Bulletin de Jurisprudence Stein Monast - En matière d’assurance et de responsabilité civile
Me Henri Renault2009-08-05
Caron c. Alpha Compagnie d’assurances, 2009 QCCA 740
Basque c. Alpha Compagnie d’assurances, 2009 QCCA 739
Pellerin c. Alpha Compagnie d’assurances, 2009 QCCA 744
PERTE D’UN IMMEUBLE RÉSULTANT D’UN VICE CACHÉ : LA COUR D’APPEL PRÉCISE L’ÉTENDUE DES DOMMAGES POUVANT ÊTRE RÉCLAMÉS
Le 13 novembre 2000, une maison assurée par Alpha, Compagnie d’assurances inc. a été lourdement endommagée par un incendie, causé par un vice de construction de la cheminée. Après avoir indemnisé ses assurés, Alpha a exercé un recours subrogatoire contre les vendeurs successifs de la propriété, Jean-Marc Basque, Denis Caron et François Pellerin.

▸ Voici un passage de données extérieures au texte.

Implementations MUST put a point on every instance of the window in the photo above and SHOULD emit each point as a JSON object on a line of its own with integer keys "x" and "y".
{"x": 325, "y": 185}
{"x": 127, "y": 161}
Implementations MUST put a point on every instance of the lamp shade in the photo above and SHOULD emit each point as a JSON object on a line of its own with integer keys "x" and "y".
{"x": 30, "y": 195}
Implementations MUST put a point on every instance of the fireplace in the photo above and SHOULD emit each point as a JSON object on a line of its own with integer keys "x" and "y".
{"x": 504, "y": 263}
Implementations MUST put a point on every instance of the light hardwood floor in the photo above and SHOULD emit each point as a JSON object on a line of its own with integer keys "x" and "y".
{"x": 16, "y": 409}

Les vendeurs ainsi poursuivis soutenaient que leur obligation de garantie contre les vices cachés ne visait que le bien affecté par ce vice caché, soit le foyer, et qu’en conséquence leur obligation se limitait à payer le coût de réparation de ce foyer.
La Cour d’appel a donné raison à Alpha, qui soutenait au contraire que la maison en entier, et non seulement le foyer, profitait de la garantie contre les vices cachés. La Cour d’appel s’est exprimée en ces termes :
«[23] Or, la vision des appelants est beaucoup trop étroite et ne tient pas compte de l’objet véritable de la vente. Manifestement, le contrat liant les parties est le contrat de vente de la résidence, et non le contrat de vente du foyer.
[24] Certes, le foyer est un accessoire de la résidence selon l’article 1726 C.c.Q. Il s’ensuit que tant l’objet principal du contrat de vente que ses accessoires sont couverts par la garantie de qualité. Cela ne signifie toutefois pas qu’il y a une garantie de qualité distincte pour chacun des accessoires de la résidence. Il s’agit d’une garantie pour le tout. Si l’un des accessoires du bien est entaché d’un vice qui empêche l’usage du bien, le vendeur est tenu d’indemniser l’acheteur pour cette perte d’usage et non seulement pour la perte d’usage de l’accessoire.»
Il importe cependant de rappeler qu’un vendeur de bonne foi ne peut être tenu de payer une somme supérieure au prix de vente à l’origine et ce, même si la perte est en réalité plus élevée. C’est ce que la Cour d’appel a déjà décidé dans l’affaire AXA Assurance inc. c. Immeuble Saratoga inc., 2007 QCCA 1807.